Radioactivity in the Body and Dose Assessment
Whole-body counters (WBCs) can measure the content of radioactivity in a body on the day of measurement. Like other radiation measuring instruments, WBCs have a detection limit depending on their performance and counting time.
As radioactive cesium has a biological half-life of 70-100 days for adults (p.11 of Vol. 1, "Half-lives and Radioactive Decay"), around one year after the accident would be the time limit for estimation of the initial body burden (in the case of a single intake event at the beginning). As shown in the upper figure, the radioactivity of cesium incorporated into the body decreases in around a year to nearly zero, namely the level before the intake. Subsequent whole-body counting is performed for the purpose of estimating chronic exposure, mainly from foods (p.61 of Vol. 1, "Data on Internal Exposure Measured by Direct Counting").
In contrast, whole-body counting for children is likely to result in values lower than the detection limit because a trace amount of the initial intake can be observed for only around half a year and the residual radioactivity in the body accumulated by chronic intake is also small due to the rapid metabolism of children. In such cases, it would rather be reasonable to examine adults and estimate their internal doses in terms of understanding the internal exposure situation in details, taking into account the fact that the committed effective dose coefficients are similar for both children and adults even though their metabolism rates are quite different.

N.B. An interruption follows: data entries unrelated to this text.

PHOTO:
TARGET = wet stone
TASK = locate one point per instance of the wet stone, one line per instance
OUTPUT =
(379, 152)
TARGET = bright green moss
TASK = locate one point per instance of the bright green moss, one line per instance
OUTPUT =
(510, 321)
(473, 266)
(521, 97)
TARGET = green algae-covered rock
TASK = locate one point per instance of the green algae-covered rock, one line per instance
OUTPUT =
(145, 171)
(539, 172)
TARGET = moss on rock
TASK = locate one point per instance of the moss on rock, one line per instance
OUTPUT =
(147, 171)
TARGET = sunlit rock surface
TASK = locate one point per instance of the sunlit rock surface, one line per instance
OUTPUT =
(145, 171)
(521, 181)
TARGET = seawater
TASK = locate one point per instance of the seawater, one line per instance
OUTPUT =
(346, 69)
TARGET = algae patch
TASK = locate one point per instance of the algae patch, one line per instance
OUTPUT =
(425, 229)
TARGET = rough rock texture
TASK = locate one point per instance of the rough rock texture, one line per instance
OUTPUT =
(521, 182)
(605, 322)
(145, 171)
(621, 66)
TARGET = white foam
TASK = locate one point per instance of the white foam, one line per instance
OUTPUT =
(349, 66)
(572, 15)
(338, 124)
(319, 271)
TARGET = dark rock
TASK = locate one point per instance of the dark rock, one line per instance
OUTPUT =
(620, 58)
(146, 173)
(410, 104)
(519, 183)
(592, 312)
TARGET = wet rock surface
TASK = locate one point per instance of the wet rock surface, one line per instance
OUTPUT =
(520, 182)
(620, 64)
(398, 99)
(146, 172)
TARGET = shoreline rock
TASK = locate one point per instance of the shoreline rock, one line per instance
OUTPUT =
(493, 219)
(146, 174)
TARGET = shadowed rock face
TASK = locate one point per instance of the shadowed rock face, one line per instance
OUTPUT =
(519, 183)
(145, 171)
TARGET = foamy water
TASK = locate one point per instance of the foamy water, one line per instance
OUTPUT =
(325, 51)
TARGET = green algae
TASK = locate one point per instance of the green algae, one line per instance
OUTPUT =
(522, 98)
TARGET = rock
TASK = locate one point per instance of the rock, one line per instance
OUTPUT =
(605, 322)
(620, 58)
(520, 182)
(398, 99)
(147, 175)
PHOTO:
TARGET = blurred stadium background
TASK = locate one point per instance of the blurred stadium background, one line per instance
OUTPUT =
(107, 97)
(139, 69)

In order to estimate the committed effective dose from the measurement result for the radioactivity in the body (p.56 of Vol. 1, "Committed Effective Doses"), it is necessary to use an appropriate intake scenario and an appropriate model based on the exposure situation, such as acute or chronic intake, inhalation or ingestion as a dominant route of intake, the time when the intake started, and so on.
Radionuclides with short effective half-lives, such as I-131, cannot be detected by a whole-body counter (WBC) or other radiation measurement equipment after their decay out. Pure beta-emitters that do not emit γ-rays, such as Sr-90, also cannot be detected by a WBC.